Donald Trump has chosen Alabama Senator Jeff Sessions as his pick for U.S. Attorney General, despite (or perhaps because of?) Sessions’ racist past, the NYT reports:
While serving as a United States prosecutor in Alabama, Mr. Sessions was nominated in 1986 by President Ronald Reagan for a federal judgeship. But his nomination was rejected by the Republican-controlled Senate Judiciary Committee because of racially charged comments and actions. At that time, he was one of two judicial nominees whose selections were halted by the panel in nearly 50 years.
In testimony before the committee, former colleagues said that Mr. Sessions had referred to the N.A.A.C.P., the Southern Christian Leadership Conference and other civil rights groups as “un-American” and “Communist-inspired.” An African-American federal prosecutor then, Thomas H. Figures, said Mr.

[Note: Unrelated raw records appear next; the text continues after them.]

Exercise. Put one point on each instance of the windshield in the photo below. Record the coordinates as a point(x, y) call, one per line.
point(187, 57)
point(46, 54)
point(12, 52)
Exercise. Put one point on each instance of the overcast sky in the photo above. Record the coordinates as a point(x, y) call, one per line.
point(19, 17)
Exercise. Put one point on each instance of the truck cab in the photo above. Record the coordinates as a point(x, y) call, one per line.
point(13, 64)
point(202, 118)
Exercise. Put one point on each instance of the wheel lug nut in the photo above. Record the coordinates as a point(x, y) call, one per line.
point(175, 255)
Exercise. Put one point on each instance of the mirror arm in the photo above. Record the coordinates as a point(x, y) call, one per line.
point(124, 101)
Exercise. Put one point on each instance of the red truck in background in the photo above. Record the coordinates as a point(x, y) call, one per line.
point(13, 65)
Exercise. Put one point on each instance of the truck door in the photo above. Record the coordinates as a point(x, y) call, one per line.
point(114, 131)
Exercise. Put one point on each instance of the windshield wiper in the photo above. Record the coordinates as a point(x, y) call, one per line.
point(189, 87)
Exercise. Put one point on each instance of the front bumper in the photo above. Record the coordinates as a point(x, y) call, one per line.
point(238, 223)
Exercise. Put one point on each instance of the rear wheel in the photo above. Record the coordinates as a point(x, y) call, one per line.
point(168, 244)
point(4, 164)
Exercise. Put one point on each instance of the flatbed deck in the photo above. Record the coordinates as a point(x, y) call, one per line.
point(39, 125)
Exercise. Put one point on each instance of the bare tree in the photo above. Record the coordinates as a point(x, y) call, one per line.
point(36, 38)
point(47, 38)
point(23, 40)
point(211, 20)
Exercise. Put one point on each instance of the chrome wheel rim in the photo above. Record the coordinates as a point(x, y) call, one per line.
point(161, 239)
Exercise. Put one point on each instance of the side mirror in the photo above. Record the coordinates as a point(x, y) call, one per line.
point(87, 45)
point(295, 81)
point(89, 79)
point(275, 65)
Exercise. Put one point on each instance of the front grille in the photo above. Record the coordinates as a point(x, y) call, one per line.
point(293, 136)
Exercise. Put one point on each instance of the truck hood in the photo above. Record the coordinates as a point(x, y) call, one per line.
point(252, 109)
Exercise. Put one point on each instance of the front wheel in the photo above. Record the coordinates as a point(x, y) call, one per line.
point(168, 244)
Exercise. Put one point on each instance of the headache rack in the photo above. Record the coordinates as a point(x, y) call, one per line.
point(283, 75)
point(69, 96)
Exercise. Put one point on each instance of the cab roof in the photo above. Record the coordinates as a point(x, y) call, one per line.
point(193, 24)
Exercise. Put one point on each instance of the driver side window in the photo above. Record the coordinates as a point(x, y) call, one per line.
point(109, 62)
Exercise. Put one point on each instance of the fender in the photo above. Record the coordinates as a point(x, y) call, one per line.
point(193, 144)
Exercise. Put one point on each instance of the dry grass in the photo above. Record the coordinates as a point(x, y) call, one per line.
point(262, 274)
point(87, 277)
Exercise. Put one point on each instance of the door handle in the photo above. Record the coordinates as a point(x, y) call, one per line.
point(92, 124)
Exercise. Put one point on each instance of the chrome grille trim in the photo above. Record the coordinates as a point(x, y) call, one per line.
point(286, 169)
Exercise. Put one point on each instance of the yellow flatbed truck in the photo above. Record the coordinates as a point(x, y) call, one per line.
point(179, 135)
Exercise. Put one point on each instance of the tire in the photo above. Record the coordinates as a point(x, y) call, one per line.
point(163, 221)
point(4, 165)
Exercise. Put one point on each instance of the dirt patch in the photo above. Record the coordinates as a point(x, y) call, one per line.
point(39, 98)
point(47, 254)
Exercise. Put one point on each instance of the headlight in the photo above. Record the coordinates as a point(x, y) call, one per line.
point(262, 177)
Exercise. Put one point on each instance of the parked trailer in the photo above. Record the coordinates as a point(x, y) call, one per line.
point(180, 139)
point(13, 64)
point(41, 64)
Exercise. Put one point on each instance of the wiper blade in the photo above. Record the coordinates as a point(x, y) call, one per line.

Sessions had referred to him as “boy” and testified that Mr. Sessions said the Ku Klux Klan was fine “until I found out they smoked pot.” Mr. Sessions dismissed that remark as a joke.
Sessions has been a vocal opponent of marriage equality. He also grilled then Supreme Court nominee Elena Kagan on her opposition to Don’t Ask, Don’t Tell during her senate confirmation hearings and said he would do crack cocaine at Sonia Sotomayor’s hearings. He also opposed the Matthew Shepard hate crimes act.
Jeff Sessions is the anti-Holder. Voting rights and civil rights in particular will be imperiled by an indifferent or hostile DOJ.